Os visitantes que navegaram pelo site dias, semanas ou mesmo meses atrás podem não ter comprado na ocasião, e a Black Friday é uma grande oportunidade para incentivá-los a levar produtos que eles já querem.

O retargeting ainda torna possível preparar uma campanha teaser para informar os clientes sobre as promoções que estão por vir na Black Friday ou na Cyber Monday. Deixe que os banners digam, por exemplo:

“Ei!

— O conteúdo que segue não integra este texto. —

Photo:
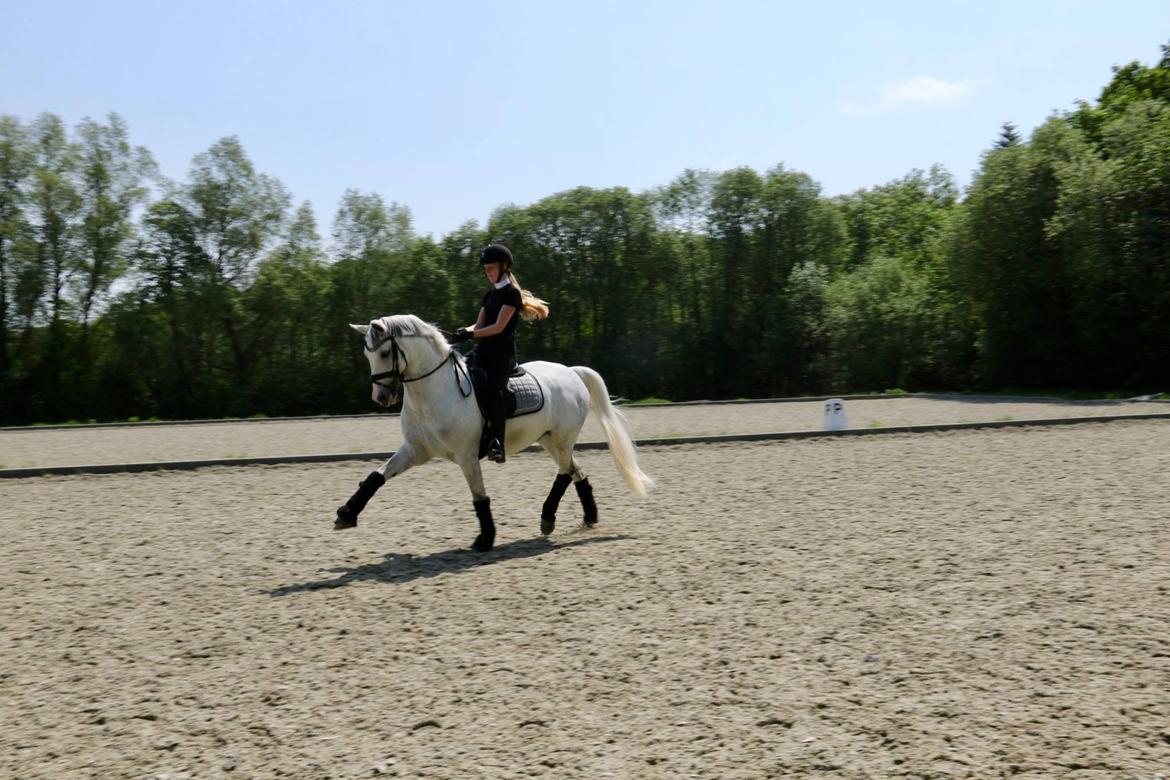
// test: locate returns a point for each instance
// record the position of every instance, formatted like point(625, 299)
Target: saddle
point(524, 395)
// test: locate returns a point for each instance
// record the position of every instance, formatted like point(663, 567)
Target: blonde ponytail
point(530, 308)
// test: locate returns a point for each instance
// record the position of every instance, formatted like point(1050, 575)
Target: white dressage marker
point(834, 415)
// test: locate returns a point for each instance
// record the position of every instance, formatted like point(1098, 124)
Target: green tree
point(15, 168)
point(110, 186)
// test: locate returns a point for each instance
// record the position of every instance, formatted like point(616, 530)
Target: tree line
point(123, 294)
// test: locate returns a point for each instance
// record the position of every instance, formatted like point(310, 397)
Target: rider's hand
point(461, 335)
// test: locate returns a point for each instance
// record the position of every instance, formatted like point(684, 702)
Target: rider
point(495, 354)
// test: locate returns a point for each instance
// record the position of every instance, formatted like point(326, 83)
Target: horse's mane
point(411, 325)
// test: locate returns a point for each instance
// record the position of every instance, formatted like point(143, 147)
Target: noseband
point(397, 372)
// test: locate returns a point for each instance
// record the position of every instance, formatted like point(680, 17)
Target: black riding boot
point(499, 428)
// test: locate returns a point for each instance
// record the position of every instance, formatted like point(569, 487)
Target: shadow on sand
point(397, 568)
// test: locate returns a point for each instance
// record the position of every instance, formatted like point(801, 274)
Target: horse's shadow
point(397, 568)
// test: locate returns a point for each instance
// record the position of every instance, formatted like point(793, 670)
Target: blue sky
point(455, 108)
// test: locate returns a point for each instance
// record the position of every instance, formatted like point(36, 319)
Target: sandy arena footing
point(968, 604)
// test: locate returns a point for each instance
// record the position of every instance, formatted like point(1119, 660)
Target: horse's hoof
point(345, 519)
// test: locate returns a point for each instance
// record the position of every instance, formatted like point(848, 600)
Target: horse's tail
point(613, 422)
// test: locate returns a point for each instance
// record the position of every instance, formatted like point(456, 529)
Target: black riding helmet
point(496, 253)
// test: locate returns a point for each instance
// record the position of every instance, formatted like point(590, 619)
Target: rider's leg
point(499, 427)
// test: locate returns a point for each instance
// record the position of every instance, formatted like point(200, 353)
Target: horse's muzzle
point(384, 395)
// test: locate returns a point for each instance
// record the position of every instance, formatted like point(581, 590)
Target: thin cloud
point(910, 92)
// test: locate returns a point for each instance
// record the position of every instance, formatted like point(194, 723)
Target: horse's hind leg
point(585, 494)
point(482, 503)
point(566, 471)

Faz algum tempo que não o vemos em nosso site, venha conferir o que preparamos para você na Black Friday e na Cyber Monday”.

Atraia consumidores que querem comprar agora

As ferramentas de retargeting ajudam a impactar os usuários no momento em que eles estão com a maior intenção de compra, além de permitirem criar conexões com consumidores nos momentos atuais e futuros.

Anúncios que respondam e se adaptem rapidamente às particularidades de cada indivíduo permitem envolver e reengajar os usuários certos no momento certo, o que é fundamental para a curta janela de oportunidade criada durante o fim de semana da Black Friday e da Cyber Monday.

A partir de uma estratégia de anúncios personalizados, as campanhas podem ser otimizadas em tempo real para que exibam produtos que já foram visualizados pelos consumidores durante a Black Friday e, em seguida, tragam descontos ou lembretes na Cyber Monday, por exemplo.

Explore datas futuras para maximizar vendas e promoções

As campanhas de retargeting também podem focar não apenas uma compra única, mas uma série completa de eventos de engajamento para os consumidores. Um anúncio inteligente não deve apenas levar em conta o histórico e as necessidades de um cliente.

Precisa também despertar o seu interesse sobre outros produtos. Ao configurar a campanha para a Black Friday, é possível já focar a jornada do consumidor como um todo, a fim de facilitar suas compras de fim de ano com dicas sobre o que mais ele pode precisar.

Por exemplo, se o cliente tiver comprado uma jaqueta de inverno durante as vendas da Black Friday ou da Cyber Monday, o retargeting personalizado poderá exibir anúncios com produtos correspondentes, como lenço ou luvas, nos próximos dias e semanas. Este planejamento sequencial de anúncios permite incentivar o usuário a considerar comprar naquele e-commerce também antes do Natal.

Os dados utilizados nesta pesquisa foram extraídos de ferramentas de retargeting personalizado desenvolvidas pela RTB House.